Assignment 1

Due date: Wednesday, October 5, 2016.
NOTES:
You can use the programming language of your choice.

Problem description

Develop a toy Web crawler. A Web crawler is an Internet program that systematically browses the World Wide Web, typically for the purpose of Web indexing. You will build your crawler according to the following requirements:
  1. The input is a text file that contains a list of URLs.
  2. The input file needs to also contain setting parameters, such as:
    1. Time Delay between successive requests to same server;
    2. MAX DISTINCT URLS (number of pages) to be visited. When MAX is met the crawler ends. A default value must be set, say 1000.
    3. Type of URLs to be followed. For example, if we want the crawler to crawl only pages within temple.edu domain then the crawler must check the presence of this substring in each URL.

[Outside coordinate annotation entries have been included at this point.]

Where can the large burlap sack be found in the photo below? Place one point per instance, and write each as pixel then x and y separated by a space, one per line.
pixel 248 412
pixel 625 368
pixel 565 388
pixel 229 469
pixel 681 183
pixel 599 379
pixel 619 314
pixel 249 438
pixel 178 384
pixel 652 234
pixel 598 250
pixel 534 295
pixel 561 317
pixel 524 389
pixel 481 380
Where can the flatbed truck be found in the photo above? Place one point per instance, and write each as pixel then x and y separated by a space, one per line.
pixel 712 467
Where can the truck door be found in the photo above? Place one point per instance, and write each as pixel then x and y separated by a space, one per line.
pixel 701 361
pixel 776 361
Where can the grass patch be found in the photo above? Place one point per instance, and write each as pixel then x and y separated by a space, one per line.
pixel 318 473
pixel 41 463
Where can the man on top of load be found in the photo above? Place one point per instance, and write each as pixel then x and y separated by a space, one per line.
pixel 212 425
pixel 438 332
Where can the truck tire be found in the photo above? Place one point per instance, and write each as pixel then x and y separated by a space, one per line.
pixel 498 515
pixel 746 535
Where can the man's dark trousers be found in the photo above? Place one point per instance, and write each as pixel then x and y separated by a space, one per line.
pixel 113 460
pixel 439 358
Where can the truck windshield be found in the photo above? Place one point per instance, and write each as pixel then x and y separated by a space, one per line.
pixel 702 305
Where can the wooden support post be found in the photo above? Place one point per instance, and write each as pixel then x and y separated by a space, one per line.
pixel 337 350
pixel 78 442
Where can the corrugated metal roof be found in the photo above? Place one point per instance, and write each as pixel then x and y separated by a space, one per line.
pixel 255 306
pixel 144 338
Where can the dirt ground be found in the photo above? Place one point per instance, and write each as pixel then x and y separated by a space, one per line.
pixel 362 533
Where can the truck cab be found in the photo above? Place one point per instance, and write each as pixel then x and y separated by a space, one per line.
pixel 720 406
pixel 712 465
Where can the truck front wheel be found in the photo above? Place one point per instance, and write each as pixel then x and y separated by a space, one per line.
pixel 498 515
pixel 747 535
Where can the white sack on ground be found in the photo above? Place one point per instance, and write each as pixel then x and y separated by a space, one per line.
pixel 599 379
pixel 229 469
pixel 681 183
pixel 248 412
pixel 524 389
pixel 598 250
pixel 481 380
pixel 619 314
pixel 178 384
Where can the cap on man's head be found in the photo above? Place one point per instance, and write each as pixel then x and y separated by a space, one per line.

      • HINT: use Regex to determine if a URL string contains one of the user specified substrings.
  3. PARSING: You only need to retrieve the URLs from <a href="URL"> within the HTML pages.
  4. Relative and absolute URLs. Your crawler needs to recognize relative and absolute URLs, and transform the relative URLs into absolute URLs (as needed for fetching). Only absolute URLs should be used by the crawler in its queue and lookup data structures.
  5. Your crawler needs to organize visited Web pages as follows.
    • The list of URLs WITHIN the temple.edu domain.
    • The list of URLs from temple.edu Web pages to OUTSIDE domains, i.e., they do not contain temple.edu.
  6. IMPORTANT: Recall Crawler politeness. Your crawler must behave in an ethical and polite way. You must avoid sending too many requests in rapid succession to a server. Your crawler must obey the Robots Exclusion Protocol. All of these were discussed in class.

Deliverables

You have to produce a brief document (no more than 3 pages) that describes your crawler. Input settings: MAX DISTINCT URLS = 100,000 and Start URL = www.temple.edu.
  1. include a table with the various statistics about the activity of your crawler. For example, if www.temple.edu is the starting point then you need to provide (1) the number of all encountered URLs, (2) the number of URLs within the temple.edu domain, and (3) the number of URLs outside the temple.edu domain.
  2. give a histogram with the top-20 most frequent URLs within temple.edu domain.
  3. give a rank frequency graph of the encountered URLs within temple.edu domain. Comment whether it resembles a power law distribution.
  4. give a histogram with the top-20 most frequent URLs outside temple.edu domain.
  5. give a rank frequency graph of the encountered URLs outside temple.edu domain. Comment whether it resembles a power law distribution.
  6. provide the running time and the specs of the computer on which you ran your crawler.
  7. steps you took to optimize your crawler.
  8. include faced challenges and how you addressed them.
Upload the document in blackboard.